Filière volaille : quand l’Europe sème la zizanie dans les filières de qualité
Lancées il y a deux ans à Bruxelles, le débat sur les normes de commercialisation inquiète la filière volaille française : si ces normes venaient à être modifiées voire supprimées, des mentions fantaisistes pourraient alors apparaitre, mettant à mal les filières de qualité. Interpellée, la Commission européenne a démenti formellement vouloir mettre en difficulté les producteurs sous labels ou mentions.
Évolution du marché
La Commission européenne invoque l’évolution du marché et les attentes des consommateurs comme principaux arguments pour justifier la révision des normes de commercialisation européennes, lesquelles sont jusqu’à présent au nombre de cinq pour l’élevage de volailles :
- Alimenté avec x % de … : dont le cahier des charges précise le pourcentage d’un certain aliment (céréales, maïs, etc.) dans la formule d’alimentation.
- Élevé à l’intérieur – système extensif : règles concernant la densité dans les bâtiments par mètre carré de surface au sol.
- Sortant à l’extérieur : règles concernant l’accès permanent de la volaille à un parcours extérieur pendant la moitié de sa vie par exemple.
- Fermier – élevé en plein air : règles concernant la densité d’occupation au mètre carré d’élevage et d’accès en permanence pendant la journée à un parcours extérieur recouvert de végétation.
- Fermier – élevé en liberté : la volaille doit avoir accès en permanence pendant toute la journée à un parcours extérieur illimité.
D’après la Commission européenne, ces normes existantes ne sont amenées ni à être supprimées, ni à être modifiées. Leur liste pourrait cependant s’allonger, notamment pour mettre en valeur les mesures en faveur du bien-être animal.

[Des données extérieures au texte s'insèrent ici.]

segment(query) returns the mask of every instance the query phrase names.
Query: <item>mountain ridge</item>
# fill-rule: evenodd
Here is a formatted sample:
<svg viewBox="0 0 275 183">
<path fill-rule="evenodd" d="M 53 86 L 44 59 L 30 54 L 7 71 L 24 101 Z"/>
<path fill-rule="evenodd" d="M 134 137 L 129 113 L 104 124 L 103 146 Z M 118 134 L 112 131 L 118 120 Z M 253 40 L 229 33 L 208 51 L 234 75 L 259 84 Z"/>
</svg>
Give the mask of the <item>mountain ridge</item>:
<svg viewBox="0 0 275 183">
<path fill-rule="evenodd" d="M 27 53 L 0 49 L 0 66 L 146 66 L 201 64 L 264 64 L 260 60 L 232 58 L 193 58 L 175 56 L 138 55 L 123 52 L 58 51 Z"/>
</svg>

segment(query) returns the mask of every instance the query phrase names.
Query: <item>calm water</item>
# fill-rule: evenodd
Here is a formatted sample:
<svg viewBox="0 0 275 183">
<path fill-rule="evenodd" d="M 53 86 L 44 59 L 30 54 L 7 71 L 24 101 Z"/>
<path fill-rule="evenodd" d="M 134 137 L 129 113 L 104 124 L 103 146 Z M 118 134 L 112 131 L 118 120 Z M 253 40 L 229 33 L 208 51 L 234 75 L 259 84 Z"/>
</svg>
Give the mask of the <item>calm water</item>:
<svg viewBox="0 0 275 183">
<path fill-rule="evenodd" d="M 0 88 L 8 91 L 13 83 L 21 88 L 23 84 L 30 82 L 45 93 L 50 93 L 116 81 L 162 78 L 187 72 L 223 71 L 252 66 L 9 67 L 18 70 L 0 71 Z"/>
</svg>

Inquiétude des professionnels
L’inquiétude a cependant été vive ces derniers jours pour les professionnels de la filière avicole. En effet, une révision de ces cinq normes pouvait laisser supposer une modification de celles-ci, ouvrant potentiellement la porte à une multiplication des qualifications des modes d’élevages. Avec pour conséquences la création de confusions supplémentaires pour le consommateur, et à terme la dégradation de l’image des mentions ou labels de qualité tel que le Label Rouge.
Nos labels de qualité n’auraient rien à craindre
La Commission européenne se veut rassurante : elle assure demeurer attentive aux cahiers des charges déjà existants, et ne pas vouloir ajouter de complexité sur les étiquettes. Notamment, nous pouvons lire site de la Commission :
Les termes “Volaille de plein vent”, “poulet à l’air libre”, “poulet des champs” ne font pas partie des discussions en cours avec les États membres. La notion de “liberté” est déjà couverte par trois des cinq indications et ne sera pas impactée : les indications impliquant un mode d’élevage en liberté ne vont pas changer.
Au-delà du débat, c’est la question de la clarté pour le consommateur qui finit toujours par se poser. Les labels sont censés faire l’objet de contrôles stricts dont les normes sont définies au niveau européen. En France, c’est l’INAO qui est garante de leur bonne application et qui s’assure de la démarche rigoureuse des producteurs pour arborer ces labels, appuyé par les certificateurs agréés.
Mais depuis plusieurs années, la multiplication des mentions ou allégations, auxquelles sont venus s’ajouter des scores (écoscore, nutriscores…), contribue à diluer les messages forts des labels officiels. Les professions doivent donc demeurer vigilantes à ce que de nouvelles normes, bien qu’encadrées, ne viennent pas affaiblir les premières. La Bretagne est particulièrement concernée, totalisant 24 signes sur son territoire en volaille de chair sur son territoire (dont 22 Labels Rouges et deux IGP) et quatre Labels Rouges en poules pondeuses. L’organisme de gestion « Fermiers d’Argoat » s’était d’ailleurs associé à l’Anvol et au Synalaf pour alerter sur les risques d’une modification de ces normes.